What then should we do? We who praise and display the skilled products of such hands and minds, in safe and comfortable environments so different from theirs? We do not have to look too far back in space or time for the answer. It was given more than seventy years before, by none other than Mahatma Gandhi. He wrote in 1934,
‘In a nutshell, of the things we use, we should restrict our purchases to the articles which villages manufacture. In other words, we should evoke the artistic talent of the villager’. 1
We have as a country disregarded this advice. The inaction or actions of our own government has resulted in the destruction of traditional habitats and the cultures that such habitats foster. Despite the manifest artistic talent of the villager, our way of life today routinely favours ‘articles produced in big cities, even if they are obviously inferior in workmanship and design. We have segregated things of beauty from things of utility. They reflect our own segregation of lives where we separate work and pleasure into different compartments. Thus our homes and places of work, both from the outside and the inside, use materials that degrade the environment and consume huge amounts of energy in their design, manufacture and maintenance. Most products of daily use in even the homes of the relatively well-off and well-educated are devoid of aesthetic form or detail. What better example to demonstrate this, than to compare the domestic container for salt, the humble but vital ingredient of food that Gandhiji chose to use as his symbol for self-reliance from the British? The photograph above depicts a salt container collected from a rural home, by Sankho Choudhuri in the course of his travels over the length and breadth of the country and beyond. Contrast this with the usual salt container in a kitchen today.
We instill the same lack of feeling for art in our children, in the choices that we make for them. Though traditional hand-made toys, such as the wooden Benaras toy shown below, are practical objects to play with and are beautiful both as examples of craft and of design, it is the mass produced plastic toys of similar price available commercially, which most of us prefer to buy for our children today.
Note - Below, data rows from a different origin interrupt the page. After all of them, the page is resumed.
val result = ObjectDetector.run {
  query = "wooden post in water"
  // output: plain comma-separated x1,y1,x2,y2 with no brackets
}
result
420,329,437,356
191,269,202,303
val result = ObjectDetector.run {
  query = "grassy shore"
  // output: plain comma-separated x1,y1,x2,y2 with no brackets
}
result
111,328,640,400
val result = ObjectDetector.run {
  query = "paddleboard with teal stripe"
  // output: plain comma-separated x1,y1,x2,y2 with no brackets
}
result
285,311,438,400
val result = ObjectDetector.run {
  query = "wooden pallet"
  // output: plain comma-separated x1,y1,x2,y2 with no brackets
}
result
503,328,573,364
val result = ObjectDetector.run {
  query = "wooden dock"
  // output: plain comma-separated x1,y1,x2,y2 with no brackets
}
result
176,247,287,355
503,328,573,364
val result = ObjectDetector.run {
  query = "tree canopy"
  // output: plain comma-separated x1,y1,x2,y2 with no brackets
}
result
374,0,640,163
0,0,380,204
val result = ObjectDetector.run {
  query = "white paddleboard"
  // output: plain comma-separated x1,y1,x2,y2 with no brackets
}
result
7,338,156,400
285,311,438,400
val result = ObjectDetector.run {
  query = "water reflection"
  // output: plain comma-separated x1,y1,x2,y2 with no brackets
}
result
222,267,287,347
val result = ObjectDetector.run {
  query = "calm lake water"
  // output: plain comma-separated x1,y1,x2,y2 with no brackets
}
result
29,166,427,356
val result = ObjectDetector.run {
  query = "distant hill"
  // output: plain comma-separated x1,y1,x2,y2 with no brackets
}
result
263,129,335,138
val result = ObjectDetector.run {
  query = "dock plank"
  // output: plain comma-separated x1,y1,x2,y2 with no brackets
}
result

Traditional Banarasi handmade parrot
Plastic mass-produced toy dog
This is a reflection of the ‘colonization of our minds’. We have been conditioned into believing that the only way to progress is to imitate the cultures of the Western countries. This perception continues today, even when it is increasingly evident that the western mechanized model of development is neither congenial to individual creativity, nor sustainable for the earth’s resources. We all know that its factories occupy substantial land, and consume quantities of minerals, water and electricity only in order to mass-produce standardized objects devoid of individual characterization, and made of energy-intensive materials. When they are thrown after use they poison the earth and irremediably harm our habitats. Contrast this with the cycle of production, use and disposal of traditional crafts. Produced in a home environment which does not require any extra investment in separate land or buildings, the natural materials that they overwhelmingly use such as clay, wood, cocoanut shells, reeds, bamboos, do not degrade the environment, but add to its fertility after they are broken or have outlived their use. Thus, the input as well as the output of small-scale craft and design activity is far more humane and superior to the ‘environmental and human cost’ of large-scale mechanization.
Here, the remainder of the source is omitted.